Reputation: 740
I ran some test to determine if O(==) for Strings is O(len(string)) or O(1).
My tests:
import timeit
x = 'ab' * 500000000
y = 'ab' * 500000000
%timeit x == y
> 163 ms ± 4.62 ms per loop (mean ± std. dev. of 7 runs, 1 loop each)
x = 'ab' * 5000
y = 'ab' * 5000
%timeit x == y
> 630 ns ± 23.2 ns per loop (mean ± std. dev. of 7 runs, 1000000 loops each)
Looking at the above results I understand that string comparison is linear O(N) and not O(1).

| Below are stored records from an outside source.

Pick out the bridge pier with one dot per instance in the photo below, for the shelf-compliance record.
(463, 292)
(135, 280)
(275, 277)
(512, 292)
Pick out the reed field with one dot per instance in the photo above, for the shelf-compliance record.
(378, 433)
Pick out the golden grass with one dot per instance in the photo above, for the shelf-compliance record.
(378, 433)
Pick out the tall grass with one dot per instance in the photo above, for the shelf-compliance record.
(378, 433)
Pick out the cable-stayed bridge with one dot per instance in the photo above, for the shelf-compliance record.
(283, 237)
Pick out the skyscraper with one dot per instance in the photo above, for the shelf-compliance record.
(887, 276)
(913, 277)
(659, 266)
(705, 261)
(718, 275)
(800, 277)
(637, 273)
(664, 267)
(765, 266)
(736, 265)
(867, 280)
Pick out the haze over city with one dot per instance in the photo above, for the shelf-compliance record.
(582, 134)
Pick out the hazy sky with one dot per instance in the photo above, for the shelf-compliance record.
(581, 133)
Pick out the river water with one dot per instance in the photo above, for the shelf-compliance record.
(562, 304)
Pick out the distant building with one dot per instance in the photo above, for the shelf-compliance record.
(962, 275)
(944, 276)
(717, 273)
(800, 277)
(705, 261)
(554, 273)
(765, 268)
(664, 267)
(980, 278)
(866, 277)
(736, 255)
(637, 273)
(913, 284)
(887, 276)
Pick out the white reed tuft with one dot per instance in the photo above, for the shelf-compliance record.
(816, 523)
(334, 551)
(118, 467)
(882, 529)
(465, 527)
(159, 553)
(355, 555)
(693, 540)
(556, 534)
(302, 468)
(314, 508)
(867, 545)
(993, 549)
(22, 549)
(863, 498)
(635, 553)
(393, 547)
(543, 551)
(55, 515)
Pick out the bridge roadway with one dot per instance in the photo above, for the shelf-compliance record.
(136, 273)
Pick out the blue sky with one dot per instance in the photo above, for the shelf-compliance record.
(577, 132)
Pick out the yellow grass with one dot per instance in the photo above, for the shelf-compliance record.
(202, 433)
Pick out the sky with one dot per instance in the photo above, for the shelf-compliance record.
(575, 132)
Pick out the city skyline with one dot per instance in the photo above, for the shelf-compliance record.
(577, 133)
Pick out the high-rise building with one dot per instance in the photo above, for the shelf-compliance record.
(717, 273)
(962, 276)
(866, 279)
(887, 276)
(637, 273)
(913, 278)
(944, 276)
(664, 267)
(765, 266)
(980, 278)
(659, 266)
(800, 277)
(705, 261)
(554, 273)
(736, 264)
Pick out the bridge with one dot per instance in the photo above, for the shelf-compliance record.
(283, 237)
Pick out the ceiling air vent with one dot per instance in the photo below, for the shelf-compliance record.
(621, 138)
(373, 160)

However, I was reading this document: Complexities of Python Operations
The part:
Finally, when comparing two lists for equality, the complexity class above shows as O(N), but in reality we would need to multiply this complexity class by O==(...) where O==(...) is the complexity class for checking whether two values in the list are ==. If they are ints, O==(...) would be O(1); if they are strings, O==(...) in the worst case it would be O(len(string)). This issue applies any time an == check is done. We mostly will assume == checking on values in lists is O(1): e.g., checking ints and small/fixed-length strings.
This says the worst case for strings would be O(len(string)). My question is why worst case? Shouldn't the best/average case be O(len(string))?
Upvotes: 3
Views: 5165
Reputation: 42786
The algorithm is simple, you check the strings char by char, so:
Hello == Hello => They are equal...so it is actually the worst case because you check all the chars from both strings
Hello != Hella => Still worst case, you realize they are different in the last char of the strings.
hello != Hello => Best case scenario, the first char for both (h != H) are different, so you stop checking them there.
Upvotes: 4